Of course, if you have some kind of forced choice, you want it to be as appetizing a choice as possible. The bill on the floor fact does create a somewhat more competitive insurance market — through the exchanges. It’s not what I’d like to see, but given that profit margins for private insurance companies are not high, I’m not sure that competition per se is quite the problem that it’s been made out to be. The high profit margins in the industry, rather, come at the provider level — not the insurer level. The reason, for instance, that a public option benchmarked to Medicare rates would have been so powerful is because Medicare squeezes the providers.

6. Would concerns about the political downside to the individual mandate in fact substantially be altered if a public plan were included among the choices? Might not the Republican talking point become: “forcing you to buy government-run insurance?”

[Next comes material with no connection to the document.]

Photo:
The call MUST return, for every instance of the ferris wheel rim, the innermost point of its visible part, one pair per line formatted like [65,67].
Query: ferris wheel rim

MM: If you start worrying about Republican talking points, you’ve lost the game. They’re accusing Democrats of trying to kill grandma. They’re not going to back off because a talking point isn’t 100 percent accurate. 2010 will be the year of the “commie socialist Democrats”, no matter what health care reform bill is passed.

In any case, Republicans have tried to destroy socialist programs such as Medicare and Social Security for years. If people like a program, there’s nothing the GOP can do about it.

JW: The Republicans will say what they want anyway, but if there is a choice between public and private insurance it would not be true. And with a public option, at least you would not be forcing some people to give their money to the extremely unpopular health insurance companies — which is probably why the overwhelming majority of Americans support having that choice. Of course I’m more concerned about policy than politics when it comes to the individual mandate.

By no means am I dismissive of the perspective that the mandate has some potentially damaging political effects. I just think it’s liable to have more to do with the extent to which insurance is perceived as affordable, rather than who you’re buying it from — someone who gets deeply subsidized insurance from Aetna is not likely to complain, whereas someone who gets “unaffordable” insurance from the government probably will. (And for what it’s worth, the CBO has estimated that premiums for the public option would actually be higher than those for private plans, although in exchange for much better coverage.)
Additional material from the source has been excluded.